Tylenol, Advil, Ibuprofen are all common household names. Chances are, you have some stored in your cabinet, first aid kit at home, or even in your bag. Seemingly mundane, aspirin most well-known for reducing pain, fever, and inflammation.
Recently, researchers have found an association between the long-term use of aspirin and the reduction of mortality risk from certain cancers, including: colorectal, lung, breast, and prostate. This is particularly exciting because lung cancer is the most common cancer world-wide, contributing to almost 17% of all new diagnosed cases. Following in suit to lung cancer, breast, prostate, and colorectal cancer trail behind closely for the most commonly diagnosed cancer types, respectively.
The newly published study presented at the 2017 American Association for Cancer Research Annual Meeting analyzed the correlation between use of aspirin to the overall mortality risks from cancer. Scientists observed around 86,000 women and 44,000 men through a 32- year period with a check-in every 2 years to update aspirin usage.
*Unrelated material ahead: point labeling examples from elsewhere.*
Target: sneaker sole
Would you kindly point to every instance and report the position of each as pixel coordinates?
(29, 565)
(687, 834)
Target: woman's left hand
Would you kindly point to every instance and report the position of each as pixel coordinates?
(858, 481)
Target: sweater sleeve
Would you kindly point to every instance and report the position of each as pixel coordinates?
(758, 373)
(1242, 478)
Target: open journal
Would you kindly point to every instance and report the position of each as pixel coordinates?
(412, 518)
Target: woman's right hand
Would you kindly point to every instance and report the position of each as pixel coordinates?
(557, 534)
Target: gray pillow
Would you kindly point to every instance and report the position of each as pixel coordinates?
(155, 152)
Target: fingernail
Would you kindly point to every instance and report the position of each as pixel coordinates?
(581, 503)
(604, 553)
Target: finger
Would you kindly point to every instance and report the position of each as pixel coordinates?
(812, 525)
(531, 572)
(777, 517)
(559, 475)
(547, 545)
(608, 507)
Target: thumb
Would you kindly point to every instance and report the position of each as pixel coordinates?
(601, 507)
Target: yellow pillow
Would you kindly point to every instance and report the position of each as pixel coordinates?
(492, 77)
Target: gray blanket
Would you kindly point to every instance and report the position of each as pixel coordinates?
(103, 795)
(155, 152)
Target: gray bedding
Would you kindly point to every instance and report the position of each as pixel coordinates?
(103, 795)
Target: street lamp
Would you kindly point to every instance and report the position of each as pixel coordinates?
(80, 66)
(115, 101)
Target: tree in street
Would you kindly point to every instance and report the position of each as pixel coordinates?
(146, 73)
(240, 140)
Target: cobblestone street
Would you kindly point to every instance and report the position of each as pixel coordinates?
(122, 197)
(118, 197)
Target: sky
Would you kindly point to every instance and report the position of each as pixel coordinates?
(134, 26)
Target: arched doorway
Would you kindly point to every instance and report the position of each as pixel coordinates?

There have been previous studies that have shown the positive results of aspirin usage in reducing the risk of mortality from cancer. However, this study is the first of its kind for examine the potential benefits of a variation of doses for different durations of time when using aspirin.
After 32 years of follow-up, the study released their data confirming that “the benefit of aspirin on cancer mortality appeared evident with the use of at least 0.5 to 1.5 standard aspirin tablets per week.” Consequently, those who took more aspirin, 2 to 7 tablets per week, had an ever more significant reduction in their risk for cancer mortality. However, those who took more than 7 tablets per week saw a reduction in their benefits.
Overall, the mortality risk rates for both men and women who used aspirin to those who did not, were 11 percent and 7 percent, respectively. This showcased a significant decrease in mortality in those who took aspirin.
The lead author of the study, Yin Cao, also stated that, “Evidence suggests that aspirin not only reduces the risk of developing cancer, but may also play a strong role in reducing death from cancer.”
The researchers observed that the reduction of mortality risk could perhaps derive from the anticoagulant and anti-inflammatory properties of aspirin. Preventing clots in the body, the anticoagulant agent in aspirin could prevent cancerous cells that spawn from tumors from sticking and infecting other parts of the body. The anti-inflammatory agent in aspirin is hypothesized to also help reduce tumor growth and prevent cancerous cells from metastasizing.
So the question arises, should people just start taking aspirin for no reason? Well, no. Margie Clapper, deputy scientific officer cautioned that, “What they have done is a nice next-step approach where they are looking at a much larger number of individuals than we have been able to do so before in terms of aspirin use, but we have to keep in mind when we take this to the public, the risk versus the benefit.”
Thus, although aspirin has been shown by this new study to reduce the risk of mortality from cancer, using aspirin daily has also been tied with increasing the likelihood of gastrointestinal bleeding. Therefore, as warned by Clapper, “We have to make sure that individuals understand that chronic use may not be for everyone, that one size does not fit all.”